Europe society tends to be very formal when it comes to the rhythms of life. August vacationers believe they are demonstrating their civic pride by taking off the traditional month.

However, the July folks have come to realize they enjoy advantages, even if they are considered not quite normal, perhaps even not quite patriotic, by their August brothers.

July people note that the resorts are less crowded, housing is often cheaper and they tend to be able to skip whatever projects are going on back among those still working the 35-hour work week, in Paris.

Meanwhile, August people suggest the July people are a bit shiftless because the latter cadre counts on getting back to “work” when most of their colleagues are absent, creating a month they can cruise through.

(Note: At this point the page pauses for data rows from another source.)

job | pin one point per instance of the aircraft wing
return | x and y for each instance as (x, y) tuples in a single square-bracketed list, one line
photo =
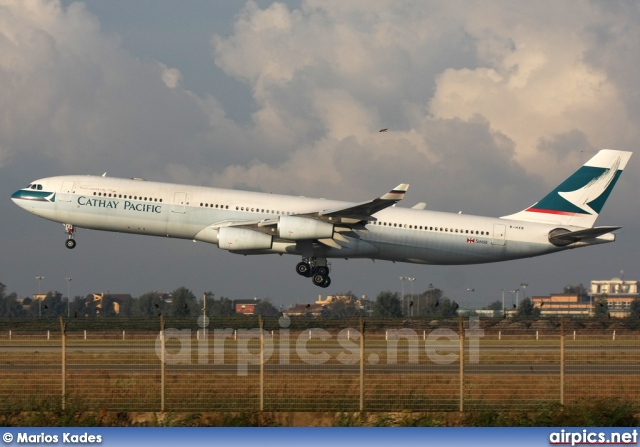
[(569, 237), (342, 220)]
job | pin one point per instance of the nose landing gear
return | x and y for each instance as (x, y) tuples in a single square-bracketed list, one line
[(315, 268), (70, 243)]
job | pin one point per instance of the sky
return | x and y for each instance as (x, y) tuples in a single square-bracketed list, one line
[(489, 105)]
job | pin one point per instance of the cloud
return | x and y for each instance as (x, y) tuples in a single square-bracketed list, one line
[(485, 92), (328, 75)]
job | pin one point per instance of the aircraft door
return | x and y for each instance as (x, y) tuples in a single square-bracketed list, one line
[(499, 231), (65, 192), (179, 202)]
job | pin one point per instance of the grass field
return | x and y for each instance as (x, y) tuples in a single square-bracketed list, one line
[(320, 371)]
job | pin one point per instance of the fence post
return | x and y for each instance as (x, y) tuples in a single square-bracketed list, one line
[(63, 329), (461, 364), (361, 365), (261, 324), (162, 363), (561, 360)]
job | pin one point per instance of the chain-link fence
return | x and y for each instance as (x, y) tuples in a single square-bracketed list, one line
[(281, 364)]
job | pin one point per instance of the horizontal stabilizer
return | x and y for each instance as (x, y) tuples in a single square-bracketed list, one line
[(561, 237), (364, 210)]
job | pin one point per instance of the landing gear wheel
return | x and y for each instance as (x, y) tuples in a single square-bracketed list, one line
[(319, 279), (304, 269)]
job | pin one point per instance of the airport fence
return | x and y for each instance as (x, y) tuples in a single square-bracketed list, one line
[(297, 365)]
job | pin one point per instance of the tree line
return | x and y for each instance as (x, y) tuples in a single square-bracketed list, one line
[(183, 303)]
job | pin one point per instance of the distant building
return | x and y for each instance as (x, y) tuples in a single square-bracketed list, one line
[(245, 307), (97, 300), (618, 293), (362, 303), (304, 310), (569, 304)]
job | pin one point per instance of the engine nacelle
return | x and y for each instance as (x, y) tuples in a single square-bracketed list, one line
[(230, 238), (300, 228)]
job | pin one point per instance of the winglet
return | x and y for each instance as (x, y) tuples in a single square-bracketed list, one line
[(396, 193)]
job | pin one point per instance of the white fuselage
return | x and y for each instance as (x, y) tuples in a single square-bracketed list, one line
[(191, 212)]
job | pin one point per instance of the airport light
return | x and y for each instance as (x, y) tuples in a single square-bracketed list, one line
[(402, 278), (39, 278), (411, 280), (69, 297), (524, 290)]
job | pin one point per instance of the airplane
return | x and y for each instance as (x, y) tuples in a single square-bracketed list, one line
[(251, 223)]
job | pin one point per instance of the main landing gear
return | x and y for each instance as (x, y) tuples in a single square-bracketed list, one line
[(70, 243), (316, 269)]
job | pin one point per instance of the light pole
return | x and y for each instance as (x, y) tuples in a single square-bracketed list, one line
[(69, 297), (524, 290), (39, 278), (512, 292), (411, 280), (402, 278)]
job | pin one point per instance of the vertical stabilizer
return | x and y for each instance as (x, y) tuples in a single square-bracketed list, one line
[(579, 199)]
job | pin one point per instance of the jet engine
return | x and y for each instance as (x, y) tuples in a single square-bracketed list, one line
[(300, 228), (230, 238)]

The Wall Street Journal took a look at this July/August thing recently, and some of the July people conceded it can be a bit weird to work in August, because phones and emails go unanswered, and the north (well, Paris) becomes overrun by foreign tourists, something none of the French really like.

Meantime, the July people think August people are too rigid, stuck in the old ways, even when it costs money and means bigger crowds at the resorts/beaches. (We made a trip over to our favorite beach, last August, and a very long and deep belt of sand was packed by so many people it freaked us out and we almost immediately left. It was awful. The folks crowding the strand probably figured it was always like that.)

August people, then, miss the comparatively less overwhelmed restaurants and theme parks and camp sites and sea-facing apartment buildings that are available in July.

This patterns leads to inefficiencies on the road, too — and a high fraction of tourists in our area (the Languedoc) or further east, on the Cote d’Azur, all arrive and depart on the same days, making for epic traffic jams.

The headline on the WSJ story is “What happens when all of France takes vacation? 438 miles of traffic.”

What happens is that the July people and August people try to occupy the same handful of freeways on the first Saturday of August — when the Juilletistes head home and the Aoutiens head out.

French TV documents this mess, and has codes for how busy traffic will be. Calling the road condition “black” means it is going to be a long, tedious drive.

One might think it would work out, the July people heading one way and the August people on the other side of the same freeway, going the other direction … but that does not take into account regular traffic in both directions, jams around toll booths and overcrowded rest stops trying to handle the streams of people heading in both directions.

The French understand this, of course, and how it would make more sense, in a world where tradition meant less, to spread out the tourist season … but a complicating factor is that school calendars hamstring France. Kids get out of school in the first week of July and have to return the first Monday of September.

That leaves the “shoulder” months of June and September deliciously open to those of us without kids in the house. Most vacation-oriented businesses remain open through September, and it is easy to pop on down.

By October, the vacation season is done. Those three-mile stretches of white-sand beaches? Left to a handful of seniors and their dogs, soaking up the late summer sun. That nearby business strip of pizza and burger and ice cream vendors? Shuts down for the year. With the bars and swimsuit shops and trinket salesmen also locked up. And the row upon row of beach apartment rentals — shut up tight until it starts over again next year.

So, three weeks … what do they do with the other two weeks off? If the summer is the beach, the winter is two weeks of … skiing!